Benessere… ma quanto mi costi?
Ai nostri tempi, il discorso sulla cura e sul benessere della persona è sempre più vincolato alle logiche del profitto e della quantificazione. Chi lavora in ambito sanitario lo sa bene: scale, grafici, obiettivi di budget, si impongono sulla gestione etica del malato.
Dobbiamo davvero assoggettare il benessere personale e la pratica della cura a questioni economiche?
Chi cerca aiuto in una struttura sanitaria, o anche in un centro di psicologia, nello studio privato di uno psicoterapeuta, porta con sé una domanda su se stesso unica, originale, che non può essere ridotta a una stima dei vantaggi e dei disvalori economici che la accompagnano.
Star bene è un processo lungo, che non può essere “economizzato”.
Uno dei motivi più ampiamente descritti della diffidenza nei confronti della psicoterapia è proprio l’impossibilità, presunta, alla garanzia di risultati evidenziabili su carta, perfettamente individuabili, come la voce “saldo disponibile” sul proprio estratto conto.

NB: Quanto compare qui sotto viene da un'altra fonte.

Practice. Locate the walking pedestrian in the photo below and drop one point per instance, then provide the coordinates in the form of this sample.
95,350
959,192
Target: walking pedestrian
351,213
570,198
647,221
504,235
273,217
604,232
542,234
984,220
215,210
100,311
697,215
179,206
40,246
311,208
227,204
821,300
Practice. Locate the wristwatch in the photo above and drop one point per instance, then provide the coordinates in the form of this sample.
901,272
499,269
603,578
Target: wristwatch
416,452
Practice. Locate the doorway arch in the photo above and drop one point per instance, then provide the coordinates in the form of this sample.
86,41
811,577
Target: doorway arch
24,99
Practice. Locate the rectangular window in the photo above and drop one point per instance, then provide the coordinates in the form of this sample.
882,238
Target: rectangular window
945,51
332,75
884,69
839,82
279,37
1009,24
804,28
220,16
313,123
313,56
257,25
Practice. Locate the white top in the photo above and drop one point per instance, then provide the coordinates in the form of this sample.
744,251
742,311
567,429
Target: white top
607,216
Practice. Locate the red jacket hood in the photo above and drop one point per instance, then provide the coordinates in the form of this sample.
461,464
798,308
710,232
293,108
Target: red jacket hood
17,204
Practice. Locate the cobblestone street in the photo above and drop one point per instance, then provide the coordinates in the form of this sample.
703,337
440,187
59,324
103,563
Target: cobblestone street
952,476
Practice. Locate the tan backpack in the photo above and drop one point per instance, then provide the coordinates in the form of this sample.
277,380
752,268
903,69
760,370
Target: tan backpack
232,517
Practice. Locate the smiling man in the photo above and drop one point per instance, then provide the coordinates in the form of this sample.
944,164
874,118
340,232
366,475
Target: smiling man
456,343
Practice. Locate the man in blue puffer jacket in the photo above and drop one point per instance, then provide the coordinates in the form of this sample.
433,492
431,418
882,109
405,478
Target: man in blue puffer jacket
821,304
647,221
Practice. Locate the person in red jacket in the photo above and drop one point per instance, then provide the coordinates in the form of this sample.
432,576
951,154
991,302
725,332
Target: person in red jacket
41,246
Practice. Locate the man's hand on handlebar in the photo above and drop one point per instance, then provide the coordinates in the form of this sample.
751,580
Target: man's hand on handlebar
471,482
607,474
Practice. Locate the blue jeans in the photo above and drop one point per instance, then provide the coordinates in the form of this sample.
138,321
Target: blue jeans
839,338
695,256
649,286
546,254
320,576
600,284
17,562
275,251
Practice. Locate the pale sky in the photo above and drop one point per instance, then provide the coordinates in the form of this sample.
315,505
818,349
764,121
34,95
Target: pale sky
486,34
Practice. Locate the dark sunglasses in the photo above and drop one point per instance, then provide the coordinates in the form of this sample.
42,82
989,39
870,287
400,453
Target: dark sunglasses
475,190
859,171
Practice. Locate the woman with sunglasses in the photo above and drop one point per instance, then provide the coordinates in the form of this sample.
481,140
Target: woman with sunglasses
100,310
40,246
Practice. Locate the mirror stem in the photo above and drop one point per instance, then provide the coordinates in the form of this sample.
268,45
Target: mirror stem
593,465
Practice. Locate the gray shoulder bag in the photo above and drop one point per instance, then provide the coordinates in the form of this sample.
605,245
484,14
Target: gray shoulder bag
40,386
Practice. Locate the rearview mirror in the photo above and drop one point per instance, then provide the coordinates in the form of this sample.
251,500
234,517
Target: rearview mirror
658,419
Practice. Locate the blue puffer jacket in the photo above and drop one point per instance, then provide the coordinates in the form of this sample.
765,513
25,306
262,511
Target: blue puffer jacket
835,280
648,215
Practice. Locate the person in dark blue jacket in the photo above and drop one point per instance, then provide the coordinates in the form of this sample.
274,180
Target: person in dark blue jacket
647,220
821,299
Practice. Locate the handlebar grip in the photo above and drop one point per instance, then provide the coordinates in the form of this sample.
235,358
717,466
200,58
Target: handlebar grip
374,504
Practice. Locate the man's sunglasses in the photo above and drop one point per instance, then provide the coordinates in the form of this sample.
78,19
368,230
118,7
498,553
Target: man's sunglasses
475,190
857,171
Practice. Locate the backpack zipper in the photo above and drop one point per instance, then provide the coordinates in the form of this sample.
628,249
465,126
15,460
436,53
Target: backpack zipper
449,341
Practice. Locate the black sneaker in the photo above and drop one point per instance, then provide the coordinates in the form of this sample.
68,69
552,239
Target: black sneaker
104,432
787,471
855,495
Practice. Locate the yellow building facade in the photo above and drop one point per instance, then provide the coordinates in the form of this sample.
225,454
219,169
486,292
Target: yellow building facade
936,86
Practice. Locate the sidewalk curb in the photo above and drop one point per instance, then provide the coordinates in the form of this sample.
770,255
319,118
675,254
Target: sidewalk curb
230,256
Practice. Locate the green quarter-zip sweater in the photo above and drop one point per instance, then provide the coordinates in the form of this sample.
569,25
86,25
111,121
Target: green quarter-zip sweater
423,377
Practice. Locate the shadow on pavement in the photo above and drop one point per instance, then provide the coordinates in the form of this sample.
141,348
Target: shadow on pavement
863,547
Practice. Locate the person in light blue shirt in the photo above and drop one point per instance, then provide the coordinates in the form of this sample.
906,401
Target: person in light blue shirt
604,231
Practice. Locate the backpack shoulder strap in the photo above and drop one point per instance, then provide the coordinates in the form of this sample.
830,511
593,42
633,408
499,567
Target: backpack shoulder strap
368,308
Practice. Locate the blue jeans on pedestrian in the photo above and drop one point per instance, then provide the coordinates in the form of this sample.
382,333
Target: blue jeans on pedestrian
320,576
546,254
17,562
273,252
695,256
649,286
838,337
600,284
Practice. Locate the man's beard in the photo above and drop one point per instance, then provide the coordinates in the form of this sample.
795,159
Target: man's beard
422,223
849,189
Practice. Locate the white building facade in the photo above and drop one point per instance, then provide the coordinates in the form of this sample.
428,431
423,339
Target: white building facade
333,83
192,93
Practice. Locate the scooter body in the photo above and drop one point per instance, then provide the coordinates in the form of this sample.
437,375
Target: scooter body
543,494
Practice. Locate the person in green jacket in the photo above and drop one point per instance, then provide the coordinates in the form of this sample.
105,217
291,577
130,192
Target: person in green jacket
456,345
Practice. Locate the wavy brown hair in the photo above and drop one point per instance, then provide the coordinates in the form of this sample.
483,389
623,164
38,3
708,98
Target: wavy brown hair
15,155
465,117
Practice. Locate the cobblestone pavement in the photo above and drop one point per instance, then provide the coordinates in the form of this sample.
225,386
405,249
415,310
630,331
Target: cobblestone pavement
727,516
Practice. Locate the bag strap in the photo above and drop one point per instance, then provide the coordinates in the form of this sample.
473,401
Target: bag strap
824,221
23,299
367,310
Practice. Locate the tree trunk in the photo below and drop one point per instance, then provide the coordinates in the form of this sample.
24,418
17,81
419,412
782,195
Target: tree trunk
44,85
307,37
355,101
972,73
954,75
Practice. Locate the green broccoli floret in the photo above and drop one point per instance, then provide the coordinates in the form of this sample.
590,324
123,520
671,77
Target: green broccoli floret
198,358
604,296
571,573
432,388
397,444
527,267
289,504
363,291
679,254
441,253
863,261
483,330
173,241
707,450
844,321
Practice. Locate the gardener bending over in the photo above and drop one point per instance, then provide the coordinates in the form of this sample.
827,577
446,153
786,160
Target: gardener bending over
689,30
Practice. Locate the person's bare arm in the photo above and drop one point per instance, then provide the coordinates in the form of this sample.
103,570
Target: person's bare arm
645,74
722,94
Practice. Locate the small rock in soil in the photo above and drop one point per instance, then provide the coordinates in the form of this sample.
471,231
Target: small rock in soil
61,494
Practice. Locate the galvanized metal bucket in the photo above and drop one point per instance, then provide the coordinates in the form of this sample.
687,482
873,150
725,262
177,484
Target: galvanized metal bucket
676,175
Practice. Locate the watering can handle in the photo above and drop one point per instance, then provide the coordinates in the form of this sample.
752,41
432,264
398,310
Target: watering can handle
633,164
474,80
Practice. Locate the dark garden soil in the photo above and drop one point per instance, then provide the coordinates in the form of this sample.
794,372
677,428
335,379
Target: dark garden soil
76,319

E invece, la psicoterapia funziona quasi senza che sia possibile individuarne con precisione scientifica i suoi meccanismi di funzionamento. Perché?
Perché quanto accade nella stanza di terapia è un’esperienza irripetibile, spesso anche a parole; è una successione di fasi e accadimenti che seguono un percorso non standardizzabile.
La psicoterapia è cura della persona nella sua unicità. E l’unicità non può essere trattata in forma di numeri e tabelle.
In attesa che anche i servizi pubblici tornino a occuparsi della persona nella sua interezza, senza imbrigliarne l’originalità in schemi di funzionamento e soprattutto in modelli opprimenti “costi-benefici”, è bene promuovere con forza un’idea della cura personale, del benessere umano, della possibilità di essere protagonisti della propria vita, che affronti il “singolare”, l’ “eccezionale”… in una parola, l’unico.